In spite of this favored Lancer, the label: _Prude_, under which we
have classed her, suited her to absolute perfection. Mademoiselle
Gillenormand was a sort of twilight soul. Prudery is a demi-virtue and
a demi-vice.
To prudery she added bigotry, a well-assorted lining. She belonged to
the society of the Virgin, wore a white veil on certain festivals,
mumbled special orisons, revered “the holy blood,” venerated “the
sacred heart,” remained for hours in contemplation before a
rococo-jesuit altar in a chapel which was inaccessible to the rank and
file of the faithful, and there allowed her soul to soar among little
clouds of marble, and through great rays of gilded wood.
She had a chapel friend, an ancient virgin like herself, named
Mademoiselle Vaubois, who was a positive blockhead, and beside whom
Mademoiselle Gillenormand had the pleasure of being an eagle. Beyond
the Agnus Dei and Ave Maria, Mademoiselle Vaubois had no knowledge of
anything except of the different ways of making preserves. Mademoiselle
Vaubois, perfect in her style, was the ermine of stupidity without a
single spot of intelligence.
Let us say it plainly, Mademoiselle Gillenormand had gained rather than
lost as she grew older. This is the case with passive natures. She had
never been malicious, which is relative kindness; and then, years wear
away the angles, and the softening which comes with time had come to
her. She was melancholy with an obscure sadness of which she did not
herself know the secret. There breathed from her whole person the
stupor of a life that was finished, and which had never had a
beginning.
She kept house for her father. M. Gillenormand had his daughter near
him, as we have seen that Monseigneur Bienvenu had his sister with him.
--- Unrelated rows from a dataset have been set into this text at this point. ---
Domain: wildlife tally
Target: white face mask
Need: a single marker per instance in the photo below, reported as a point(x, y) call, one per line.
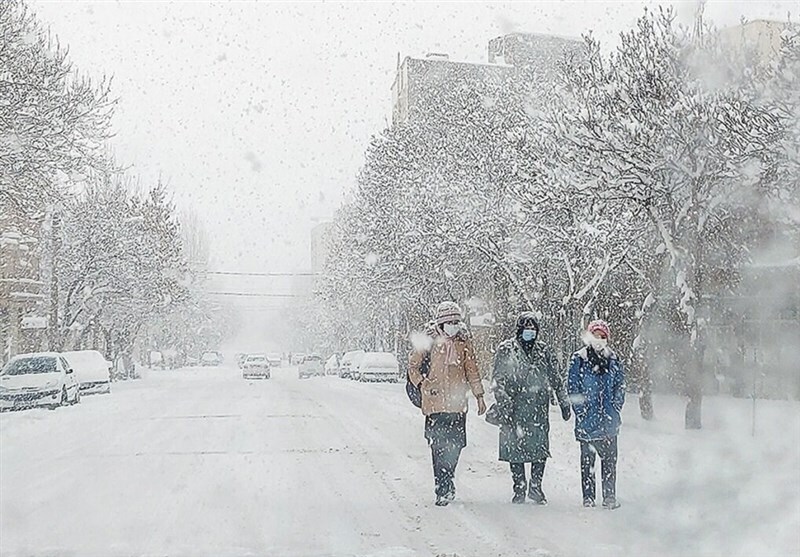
point(451, 329)
point(599, 344)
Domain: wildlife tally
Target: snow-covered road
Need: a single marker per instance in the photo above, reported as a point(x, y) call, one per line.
point(201, 462)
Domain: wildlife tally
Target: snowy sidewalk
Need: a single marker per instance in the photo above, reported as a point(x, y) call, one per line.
point(201, 462)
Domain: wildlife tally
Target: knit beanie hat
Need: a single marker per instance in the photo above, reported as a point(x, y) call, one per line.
point(600, 326)
point(448, 311)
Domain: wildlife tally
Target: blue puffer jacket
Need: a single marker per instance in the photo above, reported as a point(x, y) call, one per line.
point(596, 398)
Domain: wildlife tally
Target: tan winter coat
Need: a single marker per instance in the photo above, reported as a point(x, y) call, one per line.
point(445, 389)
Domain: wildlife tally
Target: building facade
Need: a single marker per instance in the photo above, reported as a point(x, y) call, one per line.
point(22, 322)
These households comprised of an old man and an old spinster are not
rare, and always have the touching aspect of two weaknesses leaning on
each other for support.
There was also in this house, between this elderly spinster and this
old man, a child, a little boy, who was always trembling and mute in
the presence of M. Gillenormand. M. Gillenormand never addressed this
child except in a severe voice, and sometimes, with uplifted cane:
“Here, sir! rascal, scoundrel, come here!—Answer me, you scamp! Just
let me see you, you good-for-nothing!” etc., etc. He idolized him.
This was his grandson. We shall meet with this child again later on.